One day, knowing I was looking for somewhere to live, she told me of a Loft her friends had just finished converting, that needed a tenant. I was a bit dubious about living in a house with a family I'd never met, but managed to pluck up some of the same courage with which I had originally introduced myself to her as a composer, and went to check the place out.
Michael's Folly is a unique place, a sort of Land That Time Forgot that you'd never believe was so close to London, more like deepest Cornwall. When I arrived there I met Tessa and her daughter Fabrizia, and they took me up to see the Loft. Everything clicked like a combination lock finally opening. Tessa is a stained-glass artist, and Fabrizia is an Indian dancer, so a musician would not be out of place here.
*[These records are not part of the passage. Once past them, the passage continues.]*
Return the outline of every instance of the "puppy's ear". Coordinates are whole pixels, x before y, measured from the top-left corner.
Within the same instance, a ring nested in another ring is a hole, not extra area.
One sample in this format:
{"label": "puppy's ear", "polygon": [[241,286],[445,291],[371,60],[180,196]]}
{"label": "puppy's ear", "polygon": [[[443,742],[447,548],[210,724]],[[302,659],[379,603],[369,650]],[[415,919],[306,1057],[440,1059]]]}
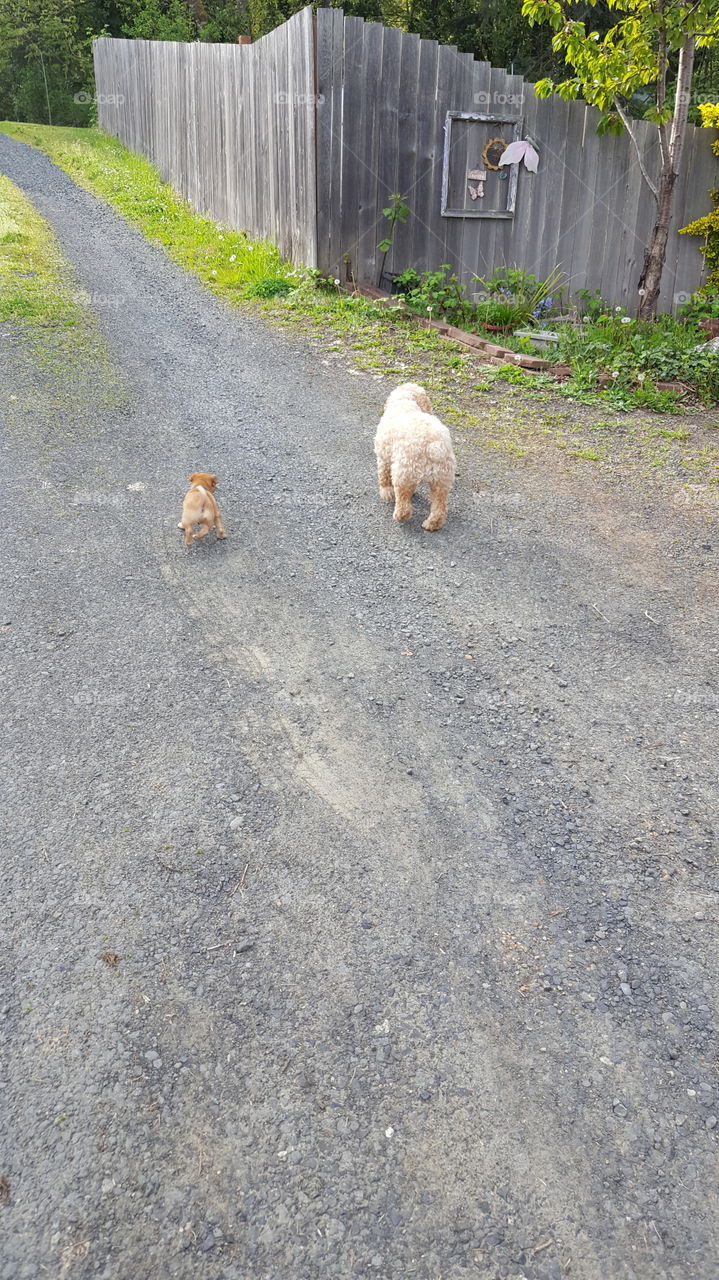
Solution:
{"label": "puppy's ear", "polygon": [[192,475],[190,476],[190,481],[189,481],[189,482],[190,482],[190,484],[196,484],[196,483],[197,483],[197,481],[198,481],[198,480],[201,480],[201,479],[202,479],[202,477],[200,476],[199,471],[193,471]]}
{"label": "puppy's ear", "polygon": [[213,489],[213,492],[214,492],[214,490],[217,488],[218,484],[220,483],[220,482],[219,482],[219,480],[217,479],[217,476],[208,476],[208,477],[207,477],[207,479],[209,480],[210,484],[212,485],[212,489]]}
When I saw the harmonium under the chapel-like round window, I knew my search had ended.
I later discovered that the house was previously owned by the eminent English conductor Vernon Handley CBE (R.I.P.), whose fine performances had got me into classical music and even inspired my own compositions. His friend Michael was thinking of buying the place, but suggested it to Vernon instead, so he named it "Michael's Folly" after his friend's foolishness at missing such a wonderful opportunity. Vernon planted many varieties of roses in the gardens, with wonderful names such as Buff Beauty, Fantan Latour, and Madame Hardy, and he could recognise all the birds by their songs.
[Note: In 2002 I moved further back in time from this Edwardian house to the medieval charms of Court Cottage.]